FASB published new guidance related to Financial Accounting Statement No. 141R, Business Combinations, to change the requirements around accounting for contingencies acquired in a business combination. That might include pending legal actions or other unresolved issues where the outcome is uncertain but could result in a future asset or liability on the books.

When FASB originally issued FAS 141R in 2007 to take effect in for 2008 financial statements, it called for contingencies acquired in a business combination to be measured and recognized at fair value. Preparers, auditors, and attorneys barraged FASB with complaints that measuring contingencies arising from lawsuits according to the standard would tread on attorney-client privilege and compromise outcomes.

In new guidance published last week, FASB said a contingency acquired in a business combination should be measured at fair value “if the acquisition-date value of that asset or liability can be determined during the measurement period.” FASB member Tom Linsmeier disagreed with the guidance, saying it doesn’t give any direction on how to determine if fair value can be measured and therefore is likely to lead to confusion and varied interpretation. The guidance also doesn’t tell entities how to recognize the contingency in subsequent periods, Linsmeier said.

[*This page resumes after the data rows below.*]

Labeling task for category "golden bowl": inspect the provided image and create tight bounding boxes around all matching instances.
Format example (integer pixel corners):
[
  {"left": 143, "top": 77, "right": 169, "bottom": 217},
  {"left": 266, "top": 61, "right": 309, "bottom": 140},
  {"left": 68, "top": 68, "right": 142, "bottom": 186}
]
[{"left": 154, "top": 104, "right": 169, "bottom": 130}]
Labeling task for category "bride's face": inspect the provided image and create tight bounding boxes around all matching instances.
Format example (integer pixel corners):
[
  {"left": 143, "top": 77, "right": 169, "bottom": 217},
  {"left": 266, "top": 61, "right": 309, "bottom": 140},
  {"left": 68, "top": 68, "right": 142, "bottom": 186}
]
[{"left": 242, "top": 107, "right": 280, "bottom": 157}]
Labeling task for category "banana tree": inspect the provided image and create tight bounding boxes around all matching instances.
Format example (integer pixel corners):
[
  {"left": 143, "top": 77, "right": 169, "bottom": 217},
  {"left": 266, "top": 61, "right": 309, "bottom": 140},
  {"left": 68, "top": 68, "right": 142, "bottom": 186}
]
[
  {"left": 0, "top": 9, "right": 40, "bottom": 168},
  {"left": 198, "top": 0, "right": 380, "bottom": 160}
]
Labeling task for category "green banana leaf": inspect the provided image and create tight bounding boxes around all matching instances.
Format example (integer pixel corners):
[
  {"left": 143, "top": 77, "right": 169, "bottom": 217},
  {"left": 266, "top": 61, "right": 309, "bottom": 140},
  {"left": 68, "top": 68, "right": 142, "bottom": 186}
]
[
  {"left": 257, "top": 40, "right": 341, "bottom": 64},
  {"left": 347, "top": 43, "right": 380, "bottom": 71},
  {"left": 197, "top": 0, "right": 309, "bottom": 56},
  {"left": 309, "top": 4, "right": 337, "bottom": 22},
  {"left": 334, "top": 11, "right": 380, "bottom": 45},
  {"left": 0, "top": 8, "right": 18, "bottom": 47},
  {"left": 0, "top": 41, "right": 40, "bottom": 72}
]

“Under intense pressure from reporting entities, attorneys, and auditors, FASB has fully retreated from its efforts to apply fair-value measurement to contingencies,” wrote Greg Rogers, an attorney and president of Advanced Environmental Dimensions in an alert to his clients. Rogers has followed the standard closely because of its implications for measuring and reporting environmental liabilities. “As amended, FAS 141(R) represents no meaningful change from the contingency provisions in the original FAS 141.”